This project solve the problem of large-scale text data similarity computing using Apache Spark and the LSH algorithm.
This repository is created by Stephane Miguel KAKANAKOU. For any questions or suggestion, you can contact me at [email protected]
The goal of this project is, give a large set of documents, find the similars pairs of documents in a very efficient time.
For that, I use Apache Spark with LSH. And as data, I use Wikipedia articles. The data is available on the following link wikispeedia_articles_plaintext.tar.gz
I can divide the implementation of the project into two mains parts. In the first part, I prepare our data and in the second part, I perform the LSH to find candidates pairs and then use the Jaccard similarity to find the similars documents.
In the preparation part, I have the following steps :
- STEP 1 : First I have written code to find and save all the primes numbers smaller than 100000. Here is the link to the java file FindPrimesNumbers.
- STEP 2 : I have created a class that contains all the hashing method that I need in the project. In this project, I use the Universal hashing technique to hash integer and I use the DJB2 hashing technique to hash String and also list of integer. Here is the link to the java code Hasher.
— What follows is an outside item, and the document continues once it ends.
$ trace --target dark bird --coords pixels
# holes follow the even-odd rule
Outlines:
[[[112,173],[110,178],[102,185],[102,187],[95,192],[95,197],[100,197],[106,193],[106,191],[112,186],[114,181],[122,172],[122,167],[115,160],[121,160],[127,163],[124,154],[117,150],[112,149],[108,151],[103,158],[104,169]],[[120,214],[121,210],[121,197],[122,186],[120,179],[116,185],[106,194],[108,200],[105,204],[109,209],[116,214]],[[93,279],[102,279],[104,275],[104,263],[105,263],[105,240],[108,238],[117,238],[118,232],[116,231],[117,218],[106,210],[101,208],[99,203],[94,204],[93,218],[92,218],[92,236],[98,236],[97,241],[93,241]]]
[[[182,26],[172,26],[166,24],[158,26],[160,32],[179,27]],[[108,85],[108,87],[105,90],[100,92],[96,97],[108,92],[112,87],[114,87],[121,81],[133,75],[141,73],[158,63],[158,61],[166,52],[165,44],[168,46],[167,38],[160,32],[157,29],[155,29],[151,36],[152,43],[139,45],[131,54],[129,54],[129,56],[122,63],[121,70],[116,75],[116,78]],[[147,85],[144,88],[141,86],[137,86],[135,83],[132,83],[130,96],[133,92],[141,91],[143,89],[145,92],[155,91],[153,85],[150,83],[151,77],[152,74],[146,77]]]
- STEP 3 : I have converted each document of the dataset in a set of k-shingle and hash each k-shingle in token. So during this step, I have transformed each document of the dataset into set of tokens. The set of tokens fit well in memory. Here is the link to the java file DataPreparation.
In this part, I have the following steps :
- STEP 1: Load the tokens that I get from the previous part
- STEP 2: Compute the signature matrix
- STEP 3: Divide the signature matrix into bands and compute the hash value of each document in each band
- STEP 4: Identify the candidate pairs
- STEP 5: Find the similars documents by computing the jaccard similarity between candidate pair documents.
- STEP 6: Save the result into a file